*** Basında niceliğin değil niteliğin önemli olduğunu, çok sayıda gazete, radyo-televizyon veya internet haber sitesinin “çok seslilik” sayılamayacağını, resmi ilan pastasından hak etmeyenin de pay kapmasının adaletle bağdaşmadığını, aksine, nitelikli gazetecilik yapmaya çalışanların cezalandırılması anlamına geldiğini o kadar sık yazıyoruz ki, bırakın Çorum’u, Türkiye’nin bütününde bu fikirlerin baş savunucusu haline geldik.

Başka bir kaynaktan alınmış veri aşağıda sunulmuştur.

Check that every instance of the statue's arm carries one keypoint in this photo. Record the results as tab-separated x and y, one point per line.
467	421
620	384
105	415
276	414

*** Basın İlan Kurumu Genel Müdürü’nün ve yönetim kademelerinin de bizim gibi düşünmeleri ise haklılığımızın kanıtı. Ülkemizde, paçavra gibi -sözde- gazeteler çıkıyor, pespaye internet haber siteleri, -sözde- halkın haber alma hakkı adına hizmet veriyor, gerçekte ise bilgi edinme kanallarını kirletiyor. İlan veren kurumlar, “Bunlara mı ilan vereceğiz?” diye ilanlarını kısmaya, kaçırmaya başladıklarında ise, kurunun yanı sıra yaş da yanıyor. Asıl yanan ise, “demokrasi” oluyor.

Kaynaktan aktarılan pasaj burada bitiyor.